Last week, Google announced that its Youtube service would default to using HTML5 video instead of Flash. Once upon a time, this would have been cause for celebration: after all, Flash is a proprietary technology owned by one company, a frequent source of critical vulnerabilities that expose hundreds of millions of Internet users to attacks on their computers and all that they protect, and Flash objects can only be reliably accessed via closed software, and not from free/open code that anyone can inspect.
A year ago, the largest video site on the net ditching Flash would have been a blow for Internet freedom. Today, it's a bitter reminder of how the three big commercial browser vendors—Apple, Microsoft and Google—Netflix, the BBC, and the World Wide Web Consortium sold the whole Internet out.
In spring 2013, the World Wide Web Consortium (W3C) abandoned its long-term role as the guardian of the open Web, and threw its support at the highest level behind EME, an attempt to standardize Flash-style locks on browsers. They did this after the big three commercial browser companies revealed that they had engaged in closed-door meetings with Netflix to create back-doors in their browsers to lock users out of their own computers while streaming video. The W3C agreed to work to standardize browsers that treat their owners as untrusted adversaries and take steps to countermand user-actions (like saving videos).
By mid-May, the Mozilla Foundation announced that it, too, would support the project of designing browsers that don't trust their users, stating that it feared that it would be shut out of Netflix videos if it didn't play along, and that it believed that without Netflix, it would lose users to the commercial browser world.
Both the W3C and Mozilla made similar "pragmatic" arguments for taking this controversial and divisive step—one that disappointed their own staffers as much as their supporters. Fundamentally, their argument went: "We are the good guys, and we will become irrelevant if we don't do this terrible thing, which will happen whether or not we play along. The Internet is a better place with us fighting for its users, even if we're selling them out here." In other words: "We have to destroy the village to save it."

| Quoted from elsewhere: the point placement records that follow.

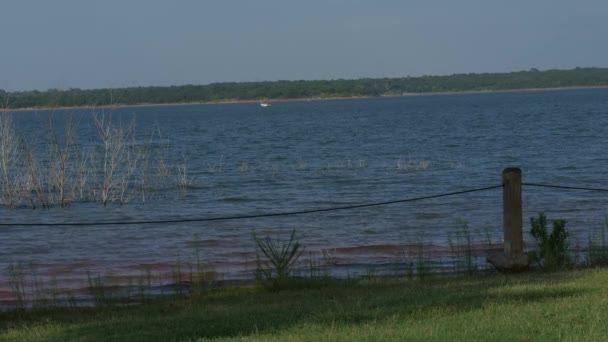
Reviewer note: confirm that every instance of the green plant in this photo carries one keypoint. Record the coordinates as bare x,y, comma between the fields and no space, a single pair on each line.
552,248
275,258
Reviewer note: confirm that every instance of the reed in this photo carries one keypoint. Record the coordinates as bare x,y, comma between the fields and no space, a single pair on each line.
276,258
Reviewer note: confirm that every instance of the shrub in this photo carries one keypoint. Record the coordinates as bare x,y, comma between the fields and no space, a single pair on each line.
552,248
276,258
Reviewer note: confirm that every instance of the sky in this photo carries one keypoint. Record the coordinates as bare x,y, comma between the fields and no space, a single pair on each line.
124,43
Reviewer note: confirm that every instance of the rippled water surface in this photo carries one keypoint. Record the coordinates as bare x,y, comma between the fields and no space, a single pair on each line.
244,159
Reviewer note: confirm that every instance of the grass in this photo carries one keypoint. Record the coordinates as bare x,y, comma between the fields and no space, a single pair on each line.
533,306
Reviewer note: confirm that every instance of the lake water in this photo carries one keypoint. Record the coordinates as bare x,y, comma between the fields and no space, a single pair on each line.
243,159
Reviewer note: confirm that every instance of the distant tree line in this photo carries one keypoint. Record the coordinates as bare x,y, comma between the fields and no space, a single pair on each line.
272,90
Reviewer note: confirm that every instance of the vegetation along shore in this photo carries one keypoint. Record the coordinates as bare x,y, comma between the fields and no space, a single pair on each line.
306,89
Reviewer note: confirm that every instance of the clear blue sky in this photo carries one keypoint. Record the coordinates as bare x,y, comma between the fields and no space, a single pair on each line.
119,43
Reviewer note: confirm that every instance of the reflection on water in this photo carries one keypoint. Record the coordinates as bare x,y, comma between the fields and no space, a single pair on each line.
305,155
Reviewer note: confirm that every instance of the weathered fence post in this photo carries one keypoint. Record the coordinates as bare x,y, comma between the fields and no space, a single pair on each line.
513,258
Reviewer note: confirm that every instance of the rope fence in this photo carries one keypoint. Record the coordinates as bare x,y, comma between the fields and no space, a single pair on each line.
243,217
297,212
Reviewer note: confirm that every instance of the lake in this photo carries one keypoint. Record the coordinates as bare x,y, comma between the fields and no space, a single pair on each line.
223,160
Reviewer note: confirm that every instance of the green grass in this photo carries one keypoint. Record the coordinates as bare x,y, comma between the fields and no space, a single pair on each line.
569,305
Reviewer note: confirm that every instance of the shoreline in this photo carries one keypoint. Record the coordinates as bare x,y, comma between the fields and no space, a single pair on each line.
303,99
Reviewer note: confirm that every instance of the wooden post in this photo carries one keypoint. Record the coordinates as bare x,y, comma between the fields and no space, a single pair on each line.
513,258
512,216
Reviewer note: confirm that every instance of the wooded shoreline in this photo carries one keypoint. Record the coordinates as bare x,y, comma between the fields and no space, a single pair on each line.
280,91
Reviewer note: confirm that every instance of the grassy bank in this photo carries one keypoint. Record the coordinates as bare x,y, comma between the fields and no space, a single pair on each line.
570,305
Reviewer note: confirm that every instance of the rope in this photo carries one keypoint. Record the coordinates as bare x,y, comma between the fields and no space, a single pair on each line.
243,217
563,187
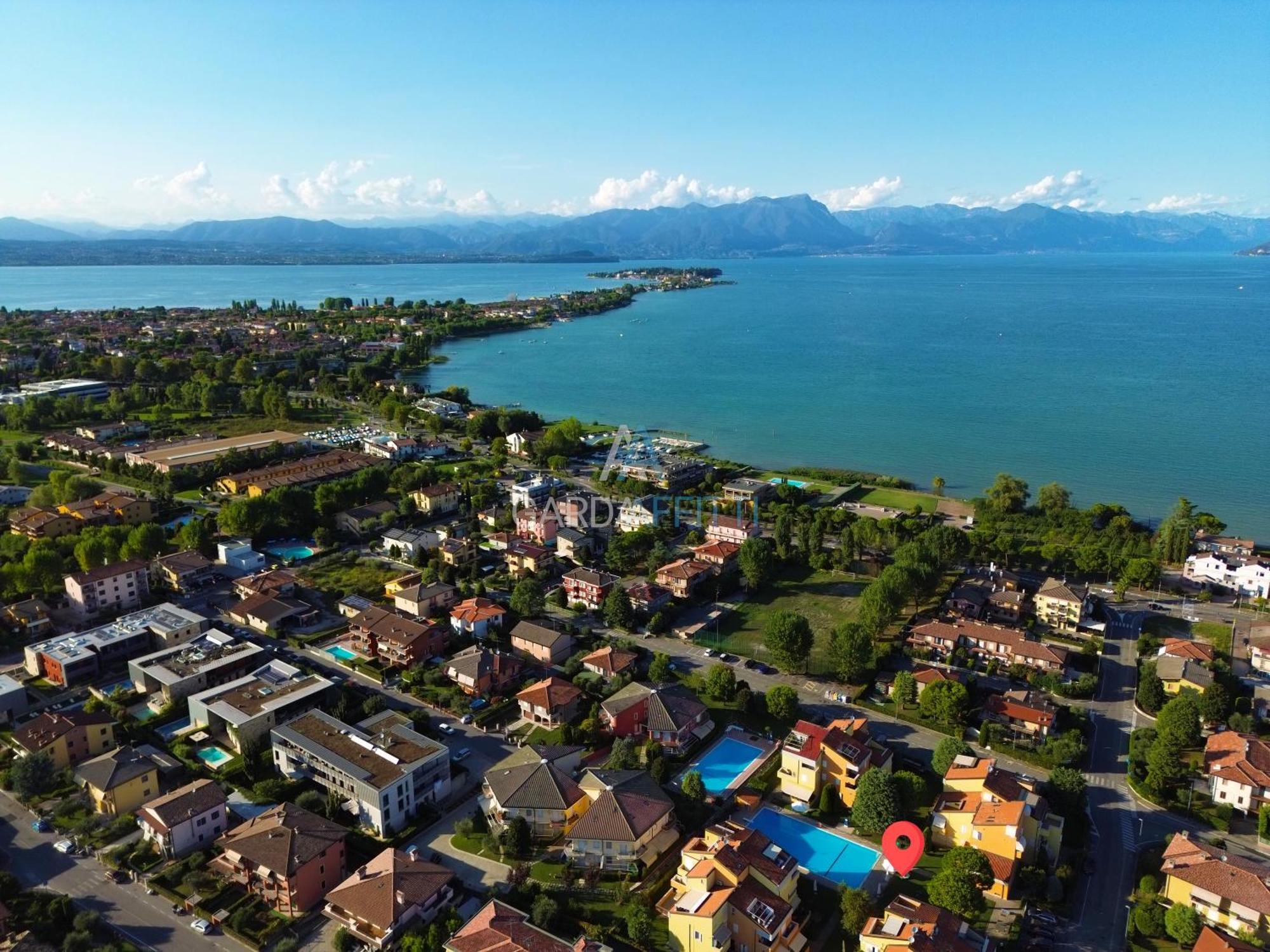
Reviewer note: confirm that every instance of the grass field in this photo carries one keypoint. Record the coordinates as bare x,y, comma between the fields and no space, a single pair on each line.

Which brings us back to Youtube. Now, you can access all of Youtube videos without having to use Adobe's proprietary software, so long as your browser supports the W3C's version of Adobe's proprietary software. If you're using Firefox, you can access all of Youtube's videos without Flash, except that in some cases, you'll need their version of the W3C-standardized "Encrypted Media Extension"—which requires that you use proprietary software. From Adobe.
Meet the new boss, same as the old boss.